Now that we have an idea about the effect of round-off error, we can actually compute some estimates. For the forward Euler method, the total error is composed of two parts-- the part due to the Euler method, the global truncation error, if you remember that term. A constant times the step size plus the error due to round off, which seems to be proportionate to the number of steps and, hence, inversely proportional to the step size Epsilon denotes the relative size of the error. It's something like 10⁻⁷ or 10⁻¹⁶. By which fraction does our number tend to change due to round off? Again, we should see proportionality here. If we have twice the amount of error in each step. We should be seeing twice the amount of total error, even though, again, the error induced in the earlier steps is growing over time. D is some proportionality constant that we don't know yet and that depends on the problem as does C. So, there is one component to the error that grows from zero to infinity on principle. There is another component to the error that starts at infinity and decays to zero. We have to have a minimum in between. This is what we saw in the experiment. It's called the step size at that minimum hmin. It does not make sense to use more steps, that is, to use a smaller step size, because the error will be growing again due to round-off. Now, here is a quiz. For the two types of floating point numbers that we're typically dealing with, we can specify the value of epsilon. It's about 10⁻⁷ for single precision. In C and related languages, that's called float. It's about 10⁻¹⁶ for double position. Python works at double position, and the arrays of numpy can be configured as to which position they should be using. Now here comes the quiz. Say we do an experiment at single position and find that the value of hmin amounts to 10⁻⁴. If we try to solve the same problem at double position, what do you expect to be the value of hmin? Pick one of these: 3 * 10⁻⁹, 4 * 10⁻¹⁰, 5 * 10⁻¹¹? Here is a hint: at the minimum, it turns out that the contribution of both parts is the same. Ch will equal Dε/h.
It's 3 x 10^-9. Let me show why. At the minimum, both contributions are equal. I'll explain why that is so in a second. So we find that the constant, C, x the value h minimum equals the constant D x ε over h minimum. From which follows that h minimum is the square root of Dε over C. ε is multiplied by a factor of 10^-9, which means that the value of h min, for double position, is multiplied by a factor of square root of 10^-9. Starting from the value of h min for single position, we have to multiply by the square root of 10^-9. In total, this is 10^-8.5. And that's about 3 x 10^-9. An important remark: This model was made for the forward Euler method. If we have a method of higher order, if we have Ch square, or even Ch 4 in here. So from this result we learn that as we go from single to double position, we may be using a step size that's about 4 to 5 orders of magnitude smaller, and hence the error will be smaller by 4 to 5 orders of magnitude. The price that we would be paying is that we have in the order of 10^4 to 10^5 more computation which looks a little prohibitive, but then again, with a method of higher order, you need half your steps than with the forward Euler method. So the affect of roundoff errors tend to be way smaller with more advanced methods. In case you're interested, let me explain why these 2 contributions are equal at the minimum. Otherwise, skip over the rest of this video. Substitute the step size h, by e^-u, with an appropriate value of u. Then the total error becomes C x e^-u + Dεe^u. Because we are dividing by that power. Now you can see that the 1st part becomes a falling exponential function, and the 2nd one becomes an increasing exponential function. Both fall, and due to symmetry, the minimum has to be where these 2 curves meet. A completely different approach to that problem is, of course, to compute the derivative and set it equal to 0.

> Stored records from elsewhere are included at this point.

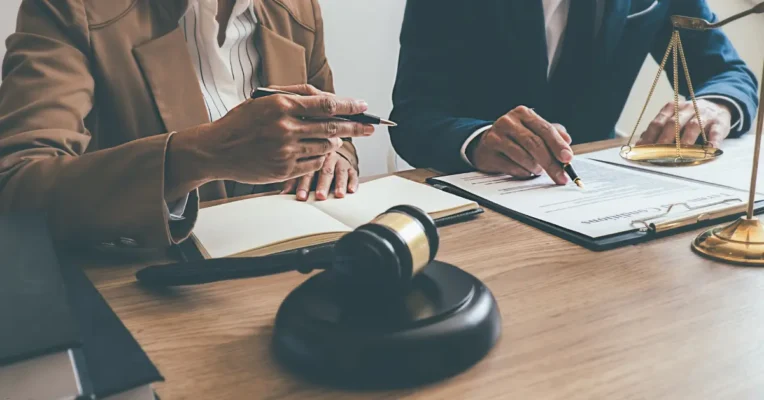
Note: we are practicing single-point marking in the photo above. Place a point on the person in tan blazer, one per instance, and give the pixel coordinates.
(118, 117)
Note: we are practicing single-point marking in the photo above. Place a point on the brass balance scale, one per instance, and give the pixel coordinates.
(741, 242)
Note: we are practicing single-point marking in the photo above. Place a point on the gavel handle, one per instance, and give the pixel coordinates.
(223, 269)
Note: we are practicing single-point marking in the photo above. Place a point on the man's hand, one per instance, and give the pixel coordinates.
(268, 140)
(716, 117)
(336, 172)
(523, 144)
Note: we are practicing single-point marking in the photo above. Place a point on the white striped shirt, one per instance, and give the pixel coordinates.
(227, 74)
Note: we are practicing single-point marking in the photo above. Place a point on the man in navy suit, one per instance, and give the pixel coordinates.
(506, 86)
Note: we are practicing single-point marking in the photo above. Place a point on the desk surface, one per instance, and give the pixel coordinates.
(649, 321)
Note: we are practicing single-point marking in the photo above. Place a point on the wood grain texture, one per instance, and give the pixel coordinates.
(652, 321)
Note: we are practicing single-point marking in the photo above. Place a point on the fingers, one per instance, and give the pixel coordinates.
(309, 148)
(333, 129)
(307, 166)
(691, 131)
(564, 133)
(289, 186)
(534, 144)
(513, 152)
(341, 175)
(717, 132)
(303, 186)
(500, 164)
(553, 140)
(325, 106)
(326, 177)
(352, 180)
(304, 89)
(668, 134)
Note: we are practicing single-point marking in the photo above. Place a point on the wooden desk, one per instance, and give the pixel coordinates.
(648, 322)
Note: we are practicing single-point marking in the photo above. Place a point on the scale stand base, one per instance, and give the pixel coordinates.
(741, 242)
(442, 325)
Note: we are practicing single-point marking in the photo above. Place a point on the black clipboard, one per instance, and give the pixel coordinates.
(594, 244)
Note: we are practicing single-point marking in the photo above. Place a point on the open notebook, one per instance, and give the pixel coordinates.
(274, 224)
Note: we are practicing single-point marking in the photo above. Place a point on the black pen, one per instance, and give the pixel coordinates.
(572, 174)
(363, 118)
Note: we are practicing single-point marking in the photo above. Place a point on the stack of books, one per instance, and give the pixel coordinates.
(59, 339)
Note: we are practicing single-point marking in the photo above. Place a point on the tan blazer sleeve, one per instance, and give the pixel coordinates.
(46, 95)
(320, 76)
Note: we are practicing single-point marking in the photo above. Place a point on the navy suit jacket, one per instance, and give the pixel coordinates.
(463, 64)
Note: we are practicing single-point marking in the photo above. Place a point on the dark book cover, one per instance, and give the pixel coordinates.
(35, 314)
(115, 360)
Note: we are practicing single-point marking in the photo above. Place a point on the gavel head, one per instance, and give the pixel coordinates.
(388, 251)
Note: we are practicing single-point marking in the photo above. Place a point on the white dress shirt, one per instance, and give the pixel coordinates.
(227, 74)
(556, 20)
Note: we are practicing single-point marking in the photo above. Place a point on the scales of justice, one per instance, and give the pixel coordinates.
(741, 242)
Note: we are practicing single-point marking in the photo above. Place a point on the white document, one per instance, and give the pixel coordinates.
(614, 196)
(732, 169)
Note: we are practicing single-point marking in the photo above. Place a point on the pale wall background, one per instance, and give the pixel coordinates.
(362, 44)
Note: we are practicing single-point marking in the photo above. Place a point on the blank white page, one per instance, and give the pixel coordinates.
(244, 225)
(377, 196)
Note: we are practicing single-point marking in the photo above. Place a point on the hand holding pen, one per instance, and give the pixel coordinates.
(523, 144)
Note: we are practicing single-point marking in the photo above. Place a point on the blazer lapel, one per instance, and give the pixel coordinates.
(283, 62)
(168, 69)
(613, 24)
(166, 66)
(521, 23)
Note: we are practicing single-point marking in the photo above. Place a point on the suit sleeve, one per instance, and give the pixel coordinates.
(46, 95)
(435, 62)
(716, 69)
(321, 77)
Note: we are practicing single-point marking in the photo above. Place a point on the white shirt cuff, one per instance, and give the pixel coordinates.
(469, 140)
(177, 209)
(736, 125)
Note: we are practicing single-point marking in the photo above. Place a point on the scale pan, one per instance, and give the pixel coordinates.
(665, 155)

Choosing the right algorithm and choosing an appropriate floating-point format are just 2 of the issues we encounter when we implement a solver, a program to solve a differential equation. On a higher level, one may think about reusability and maintainability. This is my replica rendering of the Plug and Play style of implementation that's used in the book "Numerical Recipes." With this type of implementation, you can mix and match components, which comes in very handy for experiments. Let's have a closer look: 1 minor but vital component is the right hand side; the right hand side of the differential equation, that is. The rate of change. It's used by the algorithm, the algorithm being, for instance, the forward Euler method, Hunt's method, and similar. The algorithm is called by the stepper. which controls which steps are being made at which size. The stepper is responsible to adapt the step sizes and maybe to reduce the steps when it finds the error has grown too large. So the algorithm is only able to do 1 single step. The stepper calls the algorithm. The driver is the interface to the user, which, of course, is a program and not a human. The driver can be sent commands to start and stop, and eventually the driver returns the data to the user. To this end, it has a subobject that's called output. The output may collect values at predefined instances of time, or it may interpolate the data it receives from the stepper to regular time intervals. The stepper will pick smaller and larger time intervals. The output may interpolate them to produce data at regular time intervals.
Given the division of labor in the solver as discussed before, which component would be affected by each of these actions? To use an implicit method? To stop at time 42? To determine the value at time 13.000? And to set a different value for the mass? Enter the first letter of that component. The driver, the stepper, the algorithm, the right-hand side, the output, or is it unclear?
Setting a different value for the mass is obviously something that has to happen in the right-hand side. The differential equations, as such, contains our physical model. Determining the value at one precise instant of time is a job for the output. Most probably it has to interpolate between values before and after, because there is no step at exactly this instant of time. So, this is O. Stopping at the given time--that's a job for the driver. It will stop the stepper. Using an implicit method is tricky. That's unclear. Somebody would be responsible to solve the equation. Who would that be? There is no explicit right-hand side of that equation.
1 decision that has to be made early on in the interpretation of a server is whether or not to use parallel computing. There are a range of ways for doing so and all of these can be combined with each other. We have vector units on the CPU, which are units that can operate on vectors; apply the same operation to say, 4 different values, at the same time. Multicore CPUs allow us to do several very complex things at the same time. The same is true for multiprocessor systems. GPUs, graphics chips, are optimized for working with huge arrays of pixels, but they can work with everything else as well. Which means, of course, they are also good at working with matrices. It's rather difficult to speed up servers for ordinary differential equations. The server does 1 step at a time, and every following step depends on the step before. How could you do some of these in parallel? That does not seem to work well. Speeding up a differential equation server for ordinary differential equations with the help of parallel computing may work, for instance in a situation where you have lots of isolated entities which rarely influence each other, such as the planets orbiting the sun. As you have seen in unit 6, it's of vital importance to speed up servers for partial differential equations. And in this case, parallel computing really comes to help. 1 option for this is to use spatial subdivision. Each processor of a multicore system can handle its own spatial domain. Treating the borders between the different domains right requires communication. This can become an expensive overhead. We'll look into that in the next quiz. When we apply finite elements or work with implicit servers for partial differential equations, we often find huge matrices. They are an ideal workload for GPUs.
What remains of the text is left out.